The dictionary faves is defined inside the curly braces, with keys and values separated by :, and with entries (i.e., key-value pairs) separated by commas.
Let's define a new dictionary, grades.
grades = {"PHY": 90, "CSC": 85, "CIV": 100, "ESC": 85}
We can modify existing values like this:
grades["CSC"] = 84
grades
We can also add entries, like this:
grades["MAT"] = 87
grades
Note that this is not similar to what can be done with lists: if an index does not exist in a list, we cannot add a value at that index:
L = [4, 5, 6]
L[100] = 10
Let's store the UofT endowment (in millions of dollars) in different years
endowment = {2012: 1518.2, 2014: 1881.7, 2015: 2142.5, 2016: 2097.1}
Note that we could use a list, but that would require us to also have endowment[0], endowment[1], etc.
Back to grades:
grades
We don't have to have all the values (or all the keys) be the same type. For example, we can go
grades["CSC"] = {"MT": 50, "Exam": 100, "Proj": 95}
grades
Keys in a dictionary have to be immutable. The following doesn't work:
L = [1, 2]
grades[L] = 5
Why not? Basically, it's unclear what should happen if we go L[0] = 15. Should grades[L] be the same, or hsould 5 always be grades[[1, 2]]? We could make the choice, in principle, but, for various reasons, Python simply doesn't allow for keys to be mutable.
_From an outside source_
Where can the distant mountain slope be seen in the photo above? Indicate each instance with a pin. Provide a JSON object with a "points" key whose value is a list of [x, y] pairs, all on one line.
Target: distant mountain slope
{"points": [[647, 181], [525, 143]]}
Here is how you can get the list of all the keys in a dictionary:
list(endowment.keys())
All the values:
list(endowment.values())
Note that the keys and the values are given in no particular order. We can go through all the keys, and all the values, using for-loops:
for year in endowment.keys():
print(year)
for year in endowment: #get all the keys, in some order
print(year)
for amt in endowment.values():
print(amt)
You can also get the items in a dictionary -- those are the key-value pairs, as tuples:
grades = {"CSC": 87, "CIV": 100, "MAT": 95, "ESC": 95}
list(grades.items())
We can iterate through the keys, as we saw above:
for subj in grades:
print("I got", grades[subj], "in", subj)
We can also iterate through the items:
for subj, grade in grades.items():
print("I got", grade, "in", subj)
Here, we unpacked each item into subj and grade.
Again, note that when using a for-loop, the keys/items are not guaranteed to come in any particular order.